Why I'm not that interested in deep learning
The reply by “nv-vn” here reminds me of how we’ve lost track about the original purpose of AI. We’ve lost track so much that we now stick a ‘G’ it the middle.
A lot of the comments here seem to focus only on the progress we’ve made rather than what AI should be (if it was true to the name). With “AI”, sure I can tell Siri to send a certain email to a certain person. That’s pretty damn impressive when I think back to what was possible only a few years earlier. But it’s not intelligent. Nowhere near. And honestly, it doesn’t save you that much work. It just performs some preprogrammed tasks given some unambiguous input that follows a regular pattern. And even that trips up Siri a ton. Yes, it’s cool that you can identify pictures or have a program read your handwriting, but none of that gets us any closer to a program that behaves like a human when I tell it to do something (instead of sending an email or text that I specify, it could draft one on its own; instead of showing me a Wikipedia article when I ask what something is it should explain to me in layman’s terms and give me a summary). AI is impressive in terms of progress, but is it really impressive in terms of what it promises to bring? Is it really even progressing in the right direction? Personally, I don’t think so.
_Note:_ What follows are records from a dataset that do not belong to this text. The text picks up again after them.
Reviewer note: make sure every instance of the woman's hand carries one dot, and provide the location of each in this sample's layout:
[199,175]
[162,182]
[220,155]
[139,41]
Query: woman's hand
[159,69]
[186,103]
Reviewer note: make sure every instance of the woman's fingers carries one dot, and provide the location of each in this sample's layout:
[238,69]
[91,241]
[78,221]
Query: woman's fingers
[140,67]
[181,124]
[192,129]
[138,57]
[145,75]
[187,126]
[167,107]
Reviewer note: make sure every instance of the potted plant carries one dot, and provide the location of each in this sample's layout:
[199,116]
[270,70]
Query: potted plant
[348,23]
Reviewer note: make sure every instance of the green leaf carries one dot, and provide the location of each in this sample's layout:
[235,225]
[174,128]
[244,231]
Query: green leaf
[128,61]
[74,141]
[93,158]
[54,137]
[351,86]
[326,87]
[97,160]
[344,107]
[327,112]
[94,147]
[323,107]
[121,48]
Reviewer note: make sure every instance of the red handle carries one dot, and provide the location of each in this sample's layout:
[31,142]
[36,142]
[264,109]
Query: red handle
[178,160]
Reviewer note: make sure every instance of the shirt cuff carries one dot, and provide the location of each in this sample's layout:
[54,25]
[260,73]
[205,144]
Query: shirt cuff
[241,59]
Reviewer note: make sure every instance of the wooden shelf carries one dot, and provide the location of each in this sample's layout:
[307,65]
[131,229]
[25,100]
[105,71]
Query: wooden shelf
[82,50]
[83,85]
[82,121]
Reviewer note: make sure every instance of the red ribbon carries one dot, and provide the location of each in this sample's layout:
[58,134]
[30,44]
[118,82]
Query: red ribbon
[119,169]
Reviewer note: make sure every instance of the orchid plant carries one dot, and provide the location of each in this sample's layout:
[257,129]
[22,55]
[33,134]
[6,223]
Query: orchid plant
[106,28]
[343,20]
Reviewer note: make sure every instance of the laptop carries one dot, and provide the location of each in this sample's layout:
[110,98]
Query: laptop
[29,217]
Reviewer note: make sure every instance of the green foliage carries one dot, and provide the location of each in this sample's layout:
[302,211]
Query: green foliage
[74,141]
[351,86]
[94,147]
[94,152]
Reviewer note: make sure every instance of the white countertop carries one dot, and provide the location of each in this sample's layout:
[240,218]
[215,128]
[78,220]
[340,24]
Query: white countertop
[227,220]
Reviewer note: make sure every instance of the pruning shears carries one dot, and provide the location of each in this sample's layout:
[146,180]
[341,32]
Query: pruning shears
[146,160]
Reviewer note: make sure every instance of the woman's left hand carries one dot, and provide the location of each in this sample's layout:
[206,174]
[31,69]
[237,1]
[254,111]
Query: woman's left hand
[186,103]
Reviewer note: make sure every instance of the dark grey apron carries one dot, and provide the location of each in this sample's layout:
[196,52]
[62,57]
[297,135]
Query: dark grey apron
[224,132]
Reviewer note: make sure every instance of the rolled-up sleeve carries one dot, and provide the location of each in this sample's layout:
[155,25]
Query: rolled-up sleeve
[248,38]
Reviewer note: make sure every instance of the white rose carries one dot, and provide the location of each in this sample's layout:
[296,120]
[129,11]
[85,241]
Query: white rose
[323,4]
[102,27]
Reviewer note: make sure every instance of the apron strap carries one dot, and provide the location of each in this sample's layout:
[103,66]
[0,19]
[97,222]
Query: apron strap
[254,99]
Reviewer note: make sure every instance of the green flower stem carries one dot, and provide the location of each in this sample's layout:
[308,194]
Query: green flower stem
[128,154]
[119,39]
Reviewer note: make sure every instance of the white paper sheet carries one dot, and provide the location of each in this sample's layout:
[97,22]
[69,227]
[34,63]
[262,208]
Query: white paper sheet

When working on hard problems, lots of spinoffs and interesting things happen, and it is easy to lose track about what it is we are trying to achieve in the first place. Personally, I’m interested in solving AGI (or, more realistically, trying to). And doing so requires the following: learning to program, learning maths, information theory, probability theory, machine learning… Because talent in any of these domains is scarce, continuing to pursue the original goal means saying no to a lot of opportunities along the way.
That is why I’m not that interested in deep learning: it’s a highly valuable skill and achieves state-of-the-art performance on many tasks, but ultimately, it’s not much more that machine perception. To solve AGI, we will need more than that.